Deuxième point qui doit être traité dans le cadre des travaux; l’électronique embarquée va être retravaillée. Si à première vue il n’y a pas de travaux prévus sur le radar AESA N036 Byelka, il n’en va pas de même pour le cockpit qui va être repensé en profondeur avec installation d’un large écran unique pour l’affichage des informations pour le pilote ainsi que le montage d’un nouvel afficheur tête haute (HUD) à grand angle. Même si il ne s’agit pas des équipements définitifs, l’article d’Izvestia permet de mieux comprendre les images exposées durant le salon MAKS 2019 présentant un cockpit de Su-57 refondu avec écran large et nouvel afficheur tête haute.
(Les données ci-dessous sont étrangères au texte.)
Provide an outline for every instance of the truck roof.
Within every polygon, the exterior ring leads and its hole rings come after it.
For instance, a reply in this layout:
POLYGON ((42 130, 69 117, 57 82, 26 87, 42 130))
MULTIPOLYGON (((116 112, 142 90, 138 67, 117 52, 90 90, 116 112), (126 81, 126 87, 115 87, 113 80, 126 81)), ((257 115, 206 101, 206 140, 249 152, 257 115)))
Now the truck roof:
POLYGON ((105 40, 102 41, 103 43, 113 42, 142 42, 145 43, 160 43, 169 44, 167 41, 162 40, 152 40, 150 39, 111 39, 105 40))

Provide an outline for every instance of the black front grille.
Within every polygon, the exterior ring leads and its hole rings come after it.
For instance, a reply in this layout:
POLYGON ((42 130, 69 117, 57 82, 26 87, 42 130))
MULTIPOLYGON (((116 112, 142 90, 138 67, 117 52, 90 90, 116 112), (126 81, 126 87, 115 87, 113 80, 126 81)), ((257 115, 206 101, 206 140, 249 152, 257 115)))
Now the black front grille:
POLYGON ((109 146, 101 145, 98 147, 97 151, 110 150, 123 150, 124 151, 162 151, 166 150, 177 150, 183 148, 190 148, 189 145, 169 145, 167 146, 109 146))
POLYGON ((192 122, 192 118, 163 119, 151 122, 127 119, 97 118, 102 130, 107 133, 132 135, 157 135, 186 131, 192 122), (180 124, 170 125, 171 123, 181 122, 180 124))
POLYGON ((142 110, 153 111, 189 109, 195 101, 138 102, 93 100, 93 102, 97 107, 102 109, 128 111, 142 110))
Si on compare les modèles exposés au salon MAKS 2019 avec le cockpit actuel du Su-57 (étroitement dérivé de celui du Su-35S); on voit tout de suite le bond réalisé en matière d’ergonomie pour le pilote du Su-57. L’actuel cockpit ne démérite aucunement, bien au contraire, mais eu égard aux évolutions technologiques en matière d’ergonomie des cockpits d’avions: la tendance est à la généralisation des écrans larges uniques pour afficher les informations au pilote, les russes ne faisant pas exception en la matière.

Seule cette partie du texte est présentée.